Even John Howard, the man who initiated the freeze in real terms, now says it’s time for it to end.
Morrison, however, is unmoved. He argues the dole is better than it's been painted. It’s increased twice a year in line with inflation, and 99 per cent of recipients get other payments.
True. But what the 99 per cent get is the “energy supplement”, which is worth 63¢ a day and doesn’t change the claim that the dole amounts to about $40 a day.
About 40 per cent of singles on the dole get rent assistance – of up to $9.80 a day – provided they’re paying rent of more than $21.40 a day which, rest assured, they are. Much more.
There are 722,000 people on unemployment benefits. Half of them are over 45 – strange to think how sure people are that employers discriminate against older job applicants, but don’t ever imagine them being on the dole.
Similarly, more than a quarter of recipients have an illness or disability, but are on the dole because they’ve been denied the disability support pension. These people, along with more than 100,000 single parents, face challenges and discrimination in finding paid work.
Another argument ministers use is that the dole was only ever intended to be a temporary payment while people find another job and, indeed, two-thirds of people going on to it move off within 12 months.
But get your head around this: accepting that’s true, it’s also true that, at any point in time, two-thirds of people on the optimistically named Newstart allowance have been on it for a year or more. These are the long-term unemployed who, presumably, include many of those with particular challenges.
I agree with Morrison that “the best form of welfare is a job”. It’s true, too, that in recent years many additional, full-time jobs have been created. But it’s equally true that many of those jobs have gone to immigrants and other new entrants to the labour force, meaning the rate of unemployment hasn’t fallen below 5 per cent. That’s acceptable?
The truth is that, even in the city, the meanness of the dole makes it hard for people to afford the transport and other costs needed to search for jobs. The notion that poor people will seek work only under the lash of poverty is heartless nonsense.
Other facts are that the economy has slowed sharply since the middle of last year, employment is growing more slowly and unemployment is now rising.
This is why Reserve Bank governor Lowe has twice cut the official interest rate and is begging the government use its budget to do more to stimulate the economy. It partly explains his support for an increase in the dole – an extra $75 a week is the popular proposal – which, as a stimulus measure, has the great virtue of being likely to be spent fully and quickly by its impoverished recipients.

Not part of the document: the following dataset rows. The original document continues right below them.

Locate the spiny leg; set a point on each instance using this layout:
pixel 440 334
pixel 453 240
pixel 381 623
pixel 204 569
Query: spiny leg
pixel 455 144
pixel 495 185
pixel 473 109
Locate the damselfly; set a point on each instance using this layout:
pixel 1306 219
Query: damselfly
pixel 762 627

So why the refusal? For the reasons we’ve discussed but also because, having given up tax revenue of $300 billion over 10 years, Treasurer Josh Frydenberg now insists he can’t afford a dole increase costing a whopping $39 billion over 10 years. Too much threat to his promised return to budget surplus.
Strange logic. Should the economy’s slowdown not be reversed, unemployment – and the budgetary cost of the dole – will go a lot higher, and hopes of budget surpluses will evaporate, replaced by angry people accusing the government of economic incompetence.